Lawrence D. Wagg and his wife Jean Patricia (Craddack) Wagg the day of their wedding, August 3, 1945.Lawrence D. Wagg
Photocopy of Shoulder Patch VIII Hussars of Lawrence D. Wagg, August 3, 1940.Lawrence D. Wagg
Photocopy of 4 members of Armed Forces, Winter 1940. Lawrence D. Wagg is on left side.Lawrence D. Wagg
Photocopy of Army Pay Book of Lawrence D. Wagg, 1940.Lawrence D. Wagg
Photocopy of Discharge Certificate of Lawrence D. Wagg, Fredericton, New Brunswick, January 18, 1946.Lawrence D. Wagg
"Cassino was a mess, the whole city. Somebody had said there’s no Canadians there, but I, I was one of them who was there"
In 1941, we went to England, and in 1942, I met my wife. And then first leave I had was a couple of days in London, and at that time, there was a terrific amount of bombing going on. And I even asked the policeman at that time where I could get a place to stay for the night, and he directed me into a shelter. So that’s where I stayed the first night that I was in London on leave.
Well then, we just moved to a couple of areas around England. We were in a place called Crowborough, which is just outside of the Tunbridge Wells in Kent. When we went to this place called Crowborough, I didn’t bother going on, getting a pass to go into the city for a couple of weeks, and then got a pass to go in for the day, you know, it was a Friday or Saturday. And went to the dance hall there with another friend, and we just looked around and came back out because he didn’t dance and I’m not a dancer.

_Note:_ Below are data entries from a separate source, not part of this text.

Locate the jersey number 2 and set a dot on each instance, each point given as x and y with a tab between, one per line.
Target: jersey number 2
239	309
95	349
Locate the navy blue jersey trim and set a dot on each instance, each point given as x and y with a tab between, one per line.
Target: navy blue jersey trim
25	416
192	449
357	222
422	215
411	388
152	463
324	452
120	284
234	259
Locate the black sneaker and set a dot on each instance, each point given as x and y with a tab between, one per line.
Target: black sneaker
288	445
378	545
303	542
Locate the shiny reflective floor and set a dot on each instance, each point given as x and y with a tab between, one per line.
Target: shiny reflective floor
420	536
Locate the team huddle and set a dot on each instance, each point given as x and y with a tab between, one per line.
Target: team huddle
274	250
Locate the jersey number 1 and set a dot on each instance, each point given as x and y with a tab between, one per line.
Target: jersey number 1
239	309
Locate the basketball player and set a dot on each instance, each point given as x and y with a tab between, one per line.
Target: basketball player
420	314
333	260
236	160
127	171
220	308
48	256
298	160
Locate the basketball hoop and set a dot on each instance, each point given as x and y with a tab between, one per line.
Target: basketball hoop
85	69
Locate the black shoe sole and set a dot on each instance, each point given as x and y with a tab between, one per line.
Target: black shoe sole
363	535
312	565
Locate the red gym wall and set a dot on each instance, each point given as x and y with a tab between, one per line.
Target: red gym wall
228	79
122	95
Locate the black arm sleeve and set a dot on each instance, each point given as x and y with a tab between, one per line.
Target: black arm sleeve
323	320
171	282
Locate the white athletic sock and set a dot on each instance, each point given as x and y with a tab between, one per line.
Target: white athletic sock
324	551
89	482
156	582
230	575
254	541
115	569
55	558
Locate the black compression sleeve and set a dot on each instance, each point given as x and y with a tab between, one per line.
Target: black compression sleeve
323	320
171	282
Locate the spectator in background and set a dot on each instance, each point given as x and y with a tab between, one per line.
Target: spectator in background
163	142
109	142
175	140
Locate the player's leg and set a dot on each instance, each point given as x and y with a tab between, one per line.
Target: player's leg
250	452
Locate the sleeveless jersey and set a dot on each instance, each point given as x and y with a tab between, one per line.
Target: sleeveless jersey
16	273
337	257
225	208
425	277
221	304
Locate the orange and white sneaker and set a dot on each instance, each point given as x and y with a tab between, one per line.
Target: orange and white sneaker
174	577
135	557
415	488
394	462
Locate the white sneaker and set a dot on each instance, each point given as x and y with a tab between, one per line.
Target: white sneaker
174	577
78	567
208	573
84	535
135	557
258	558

So anyway, we were walking up the street, these two young ladies were walking down the street, and we stopped and spoke to them and that sort of thing. And asked them where they were going, and so they were going up to the dance hall and we said, “No, it’s no good tonight.” Both of us couldn’t dance anyway, so, or didn’t dance. And so anyway, they agreed and they said, “Well, that’s good, we’ll take you somewhere and have a drink or whatever.” And so they took us up the street to this pub and walked in there, and there was her mother and father, sitting right there and they introduced me and we just sit and talked. And then when the time for us to go, we left them and went and got in our truck and went back to camp.
Well, the next day, I still was able to go into town again, and when I went into town again, where my wife was working, they lived upstairs over it, and when I got there, there she was, so I spoke to her again. And from then on in, that’s just, that was my girlfriend.
I went to Aldershot, to a holding area and while we were there, they took a whole bunch of us and shipped us out to Philippeville, North Africa [now Skikda, Algeria]. And on the way to Philippeville, North Africa, in a convoy, a beautiful day, just standing on the side of the ship looking out at the water and things, and I saw a big splash of water go alongside of a submarine that was between two ships. And then I looked up at the sky and realized that we were just started to get an air raid, and when I looked up, one of the bombers was just opening its doors, and they hit the boat behind us and it just, while I was standing there looking at it, it just sank that fast, I couldn’t believe it. And of course, everybody was jumping overboard, the other ships kept on going, and they were throwing stuff in and sending boats into the water to try to pick up anybody who was still going.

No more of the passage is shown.